19.02.1 Psychosis and Schizophrenia

Psychosis is a phenomenon that is associated with a number of disorders, including bipolar affective disorder (manic depression), drug withdrawal, and most evidently, schizophrenia. The drugs used to treat schizophrenia are also used to treat other disease entities manifesting in psychosis, which is why they are referred to as antipsychotics rather than antischizophrenics.

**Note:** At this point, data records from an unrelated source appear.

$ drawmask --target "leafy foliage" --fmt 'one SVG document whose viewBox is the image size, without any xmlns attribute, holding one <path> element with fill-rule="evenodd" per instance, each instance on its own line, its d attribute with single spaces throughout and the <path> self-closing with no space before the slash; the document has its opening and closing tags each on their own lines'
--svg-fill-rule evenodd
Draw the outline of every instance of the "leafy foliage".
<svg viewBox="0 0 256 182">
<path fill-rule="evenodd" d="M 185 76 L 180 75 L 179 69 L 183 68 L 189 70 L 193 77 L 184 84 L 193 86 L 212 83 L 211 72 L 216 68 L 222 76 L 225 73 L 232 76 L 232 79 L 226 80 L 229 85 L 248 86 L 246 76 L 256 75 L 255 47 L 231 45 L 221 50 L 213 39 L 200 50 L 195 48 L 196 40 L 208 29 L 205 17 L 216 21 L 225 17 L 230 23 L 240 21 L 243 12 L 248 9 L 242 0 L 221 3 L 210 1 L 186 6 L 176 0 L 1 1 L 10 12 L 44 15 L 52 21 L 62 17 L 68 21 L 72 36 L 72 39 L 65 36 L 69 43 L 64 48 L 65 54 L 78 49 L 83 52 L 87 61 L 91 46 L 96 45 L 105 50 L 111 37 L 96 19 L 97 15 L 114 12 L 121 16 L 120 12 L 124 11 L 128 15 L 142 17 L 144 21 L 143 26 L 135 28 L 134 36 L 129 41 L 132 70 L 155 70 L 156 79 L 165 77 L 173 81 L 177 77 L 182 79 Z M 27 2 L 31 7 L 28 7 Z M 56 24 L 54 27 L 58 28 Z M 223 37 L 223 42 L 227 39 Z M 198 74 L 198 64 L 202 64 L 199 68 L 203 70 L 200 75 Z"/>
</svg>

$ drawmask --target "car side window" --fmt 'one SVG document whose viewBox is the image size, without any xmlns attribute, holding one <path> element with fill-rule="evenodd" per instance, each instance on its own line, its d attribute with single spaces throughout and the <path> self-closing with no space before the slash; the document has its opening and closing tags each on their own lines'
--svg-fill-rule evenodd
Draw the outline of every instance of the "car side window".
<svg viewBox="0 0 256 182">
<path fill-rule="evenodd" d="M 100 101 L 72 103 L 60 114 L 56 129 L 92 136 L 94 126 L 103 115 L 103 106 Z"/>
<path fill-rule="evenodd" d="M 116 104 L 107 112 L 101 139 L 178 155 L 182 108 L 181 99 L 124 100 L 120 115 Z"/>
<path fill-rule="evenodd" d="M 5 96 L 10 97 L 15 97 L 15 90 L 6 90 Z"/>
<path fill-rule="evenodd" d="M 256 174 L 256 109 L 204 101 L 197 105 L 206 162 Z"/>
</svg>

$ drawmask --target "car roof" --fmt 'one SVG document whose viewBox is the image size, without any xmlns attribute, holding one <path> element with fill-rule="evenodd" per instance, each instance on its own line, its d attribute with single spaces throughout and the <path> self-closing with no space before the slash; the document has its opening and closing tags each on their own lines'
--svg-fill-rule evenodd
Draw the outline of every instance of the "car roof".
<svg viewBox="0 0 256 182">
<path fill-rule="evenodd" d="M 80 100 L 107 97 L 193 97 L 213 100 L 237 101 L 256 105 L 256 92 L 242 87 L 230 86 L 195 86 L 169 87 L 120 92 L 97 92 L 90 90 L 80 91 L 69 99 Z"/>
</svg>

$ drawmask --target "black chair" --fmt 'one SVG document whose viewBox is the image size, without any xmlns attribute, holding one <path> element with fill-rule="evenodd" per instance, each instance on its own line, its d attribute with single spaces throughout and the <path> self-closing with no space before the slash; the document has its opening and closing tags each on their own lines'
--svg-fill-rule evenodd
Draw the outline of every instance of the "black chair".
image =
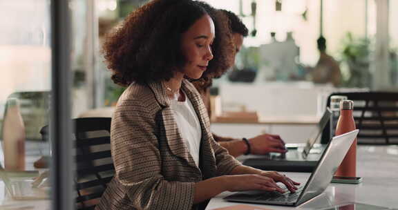
<svg viewBox="0 0 398 210">
<path fill-rule="evenodd" d="M 73 120 L 76 147 L 76 209 L 94 209 L 115 174 L 111 155 L 111 118 Z M 41 133 L 48 133 L 48 127 Z"/>
<path fill-rule="evenodd" d="M 398 93 L 358 92 L 331 94 L 345 95 L 354 101 L 353 115 L 359 144 L 398 144 Z M 323 130 L 321 143 L 330 140 L 330 125 Z"/>
</svg>

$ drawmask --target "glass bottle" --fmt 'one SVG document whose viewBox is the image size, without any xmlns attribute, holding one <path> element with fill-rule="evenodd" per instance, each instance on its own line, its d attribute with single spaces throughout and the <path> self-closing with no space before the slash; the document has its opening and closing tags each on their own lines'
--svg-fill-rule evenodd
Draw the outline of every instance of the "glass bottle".
<svg viewBox="0 0 398 210">
<path fill-rule="evenodd" d="M 6 171 L 25 170 L 25 126 L 17 98 L 7 100 L 3 123 L 3 149 Z"/>
<path fill-rule="evenodd" d="M 343 100 L 340 102 L 340 117 L 337 122 L 336 135 L 355 130 L 355 122 L 352 116 L 354 102 Z M 343 162 L 337 169 L 336 176 L 355 177 L 357 175 L 357 138 L 352 142 Z"/>
</svg>

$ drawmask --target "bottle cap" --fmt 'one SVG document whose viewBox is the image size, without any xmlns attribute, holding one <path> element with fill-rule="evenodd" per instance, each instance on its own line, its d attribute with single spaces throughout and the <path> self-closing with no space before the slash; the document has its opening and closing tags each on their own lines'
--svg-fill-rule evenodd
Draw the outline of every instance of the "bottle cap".
<svg viewBox="0 0 398 210">
<path fill-rule="evenodd" d="M 10 106 L 14 106 L 19 105 L 18 103 L 18 99 L 16 97 L 10 97 L 7 99 L 7 104 Z"/>
<path fill-rule="evenodd" d="M 330 102 L 337 102 L 340 103 L 341 100 L 345 100 L 347 99 L 347 96 L 345 95 L 332 95 L 330 97 Z"/>
<path fill-rule="evenodd" d="M 354 102 L 351 100 L 342 100 L 340 102 L 341 110 L 354 109 Z"/>
</svg>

Schizophrenia itself is in fact a syndrome, characterised by a number of symptoms which different sufferers demonstrate to different extents. The symptoms have been grouped into three major dimensions; positive symptoms reflecting an excess or distortion of normal thinking, negative symptoms reflecting a loss or reduction in normal behaviours, and cognitive symptoms reflecting a deficit in some cognitive behaviours such as attention and working memory. Positive symptoms are akin to the usual “psychosis”, and may manifest as delusions, hallucinations, and disorganised thought and speech. Negative symptoms may show as blunted emotional responses, diminution in goal directed behaviours, and lack of interest in or inability to experience pleasure. Schizophrenia is characterized as a thought disorder, although depression may occur. The symptoms of schizophrenia can be extremely distressing, and cause major disruption to social and occupational functioning. The average age of onset is adolescence or early adulthood, and course is often chronic, rarely remitting, and usually improved through pharmacological intervention.

The cause of schizophrenia remains unknown, but current evidence suggests it involves a gene-environment interaction. The collective effect of numerous common genetic variants interacts with environmental factors, which are moderated by the genes, causing alterations to brain development and, in time, information processing. Environmental factors that have been identified include pre-, peri-, and post-natal effects (stress, malnutrition, infection, obstetric complication), early-life stress (trauma, separation), frequent drug use (cannabis, amphetamines), and stressful life events (migration, illness, adversity etc.).